What Is the Difference Between Marketing and Advertising?
The main difference between these two business practices is that advertising is a part of marketing. A successful marketing strategy typically dedicates resources to advertising at multiple levels, placing corporate marketing communications in various types of media.
To dig a little deeper into this question, it be helpful to review the differences between paid, owned and earned media:
- Paid Media — This type of media involves a company paying a publisher to place marketing communications. Examples of paid media include billboards, broadcast and print ads, search engine ads, social media ads and direct mail or email.
- Owned Media — This type of media involves a company using its own channels to place marketing communications. Examples of owned media include retail merchandising, websites and blogs, brochures, corporate social accounts and press releases.

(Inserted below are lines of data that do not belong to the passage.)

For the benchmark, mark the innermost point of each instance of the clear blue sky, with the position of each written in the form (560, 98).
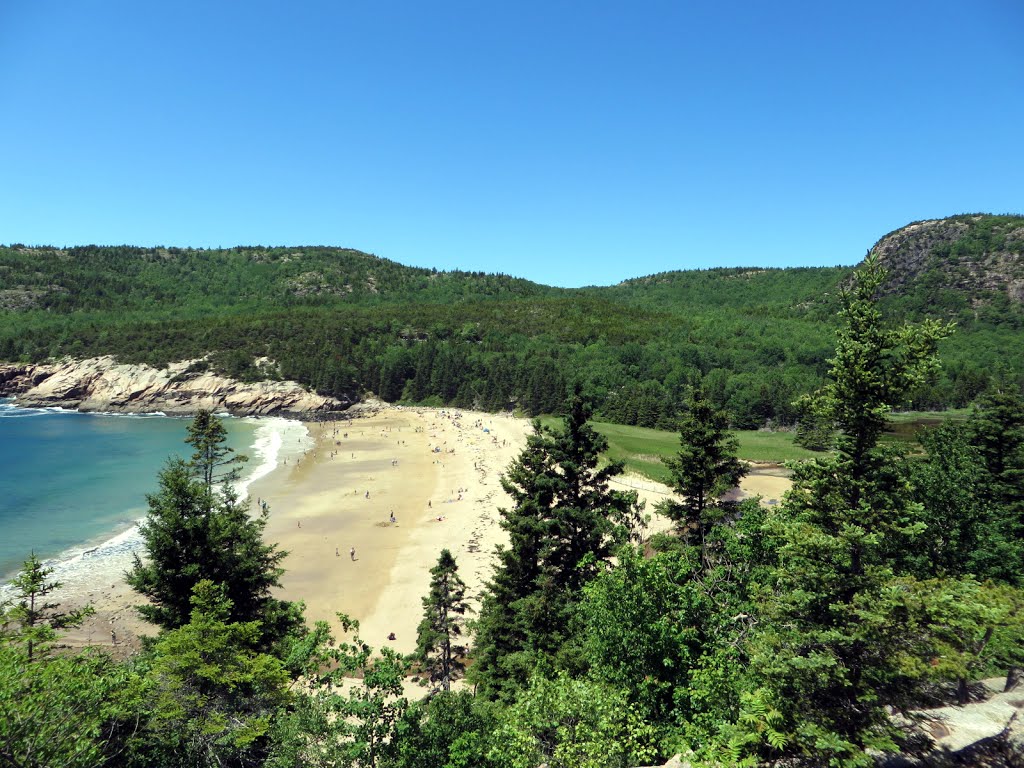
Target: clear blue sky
(568, 142)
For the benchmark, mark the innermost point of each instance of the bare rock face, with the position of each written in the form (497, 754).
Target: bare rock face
(101, 384)
(974, 255)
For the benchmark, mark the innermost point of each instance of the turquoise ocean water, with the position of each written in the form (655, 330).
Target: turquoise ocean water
(70, 480)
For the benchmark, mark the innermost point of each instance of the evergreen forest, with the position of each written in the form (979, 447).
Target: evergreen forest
(346, 324)
(803, 634)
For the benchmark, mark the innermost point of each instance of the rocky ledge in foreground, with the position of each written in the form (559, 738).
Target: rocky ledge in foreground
(102, 384)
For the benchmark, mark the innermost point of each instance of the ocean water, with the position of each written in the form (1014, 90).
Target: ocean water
(71, 482)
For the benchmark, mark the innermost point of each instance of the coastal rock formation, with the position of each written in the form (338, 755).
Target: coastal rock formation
(102, 384)
(973, 257)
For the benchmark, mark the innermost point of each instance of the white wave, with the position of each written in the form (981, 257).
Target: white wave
(275, 438)
(103, 563)
(83, 565)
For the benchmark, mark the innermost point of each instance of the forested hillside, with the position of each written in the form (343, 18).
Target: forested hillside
(345, 323)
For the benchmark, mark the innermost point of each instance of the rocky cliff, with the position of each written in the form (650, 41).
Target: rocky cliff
(977, 256)
(101, 384)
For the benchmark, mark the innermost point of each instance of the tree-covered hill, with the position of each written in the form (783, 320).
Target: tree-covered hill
(345, 322)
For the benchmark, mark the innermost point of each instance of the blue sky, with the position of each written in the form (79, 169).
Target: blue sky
(567, 142)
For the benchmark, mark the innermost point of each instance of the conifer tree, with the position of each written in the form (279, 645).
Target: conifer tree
(208, 435)
(36, 622)
(563, 526)
(704, 470)
(832, 651)
(194, 534)
(444, 608)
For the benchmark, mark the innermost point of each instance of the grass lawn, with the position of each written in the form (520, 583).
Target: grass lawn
(643, 449)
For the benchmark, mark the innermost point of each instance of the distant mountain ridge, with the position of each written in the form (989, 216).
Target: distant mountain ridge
(979, 256)
(344, 323)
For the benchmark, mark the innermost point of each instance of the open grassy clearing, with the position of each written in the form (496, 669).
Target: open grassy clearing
(642, 450)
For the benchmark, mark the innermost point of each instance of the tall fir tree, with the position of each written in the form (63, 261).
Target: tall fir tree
(829, 653)
(563, 526)
(212, 460)
(439, 646)
(704, 470)
(194, 531)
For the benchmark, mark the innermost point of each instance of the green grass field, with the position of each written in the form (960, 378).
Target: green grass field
(642, 449)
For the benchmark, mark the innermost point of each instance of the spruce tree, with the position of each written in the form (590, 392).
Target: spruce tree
(35, 621)
(833, 646)
(704, 470)
(208, 435)
(195, 531)
(563, 526)
(438, 645)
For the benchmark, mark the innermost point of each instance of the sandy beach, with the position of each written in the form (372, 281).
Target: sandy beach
(331, 504)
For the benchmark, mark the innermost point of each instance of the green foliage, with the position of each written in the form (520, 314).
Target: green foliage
(343, 323)
(567, 723)
(211, 694)
(62, 711)
(351, 709)
(194, 534)
(449, 730)
(958, 537)
(832, 650)
(563, 527)
(438, 647)
(207, 435)
(32, 621)
(705, 469)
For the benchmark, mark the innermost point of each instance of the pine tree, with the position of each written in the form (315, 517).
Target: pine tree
(208, 435)
(35, 620)
(833, 647)
(194, 534)
(704, 470)
(438, 645)
(563, 526)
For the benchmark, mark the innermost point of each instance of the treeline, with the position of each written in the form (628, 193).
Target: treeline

- Earned Media — This type of media involves external communications about a company from third-party actors. Examples of earned media include online reviews, newspaper or magazine articles, social media endorsements, customer demonstrations and types of external publicity.
As indicated above, advertising is typically limited to the domain of paid media. That is inherent in the nature of advertising as a business practice—placement of messaging or branding in exchange for compensation. Stated otherwise, when businesses advertise, there is typically a price tag attached.
On the other hand, effective marketing strategies can have an impact on paid, owned, and earned media. By successfully identifying customer wants and needs—and evaluating the best way to meet them—marketing controls how a company advertises in paid media. Marketing also dictates how a company communicates through owned media, not to mention how it interacts with others through earned media.
Is Marketing or Advertising More Valuable?
Many successful businesses incorporate multifaceted advertising strategies into their overall marketing plan. This is particularly true for global companies, where marketing strategy and advertising placement must take into account customers across the world. Though it also applies to small and medium businesses, especially with the affordability of digital advertising through search engines and social media.
That being said, there is a situation where marketing is likely more valuable than advertising. In the case of startup companies and other new enterprises, the priority should be developing a marketing plan. If these organizations spend too much on advertising at the onset—without an established or sustainable marketing plan—it can be a disaster.
At the onset of corporate existence, it is paramount to define and execute a marketing plan by identifying customer wants and needs. That way, any future marketing or advertising efforts will have a defined approach and a better chance of success.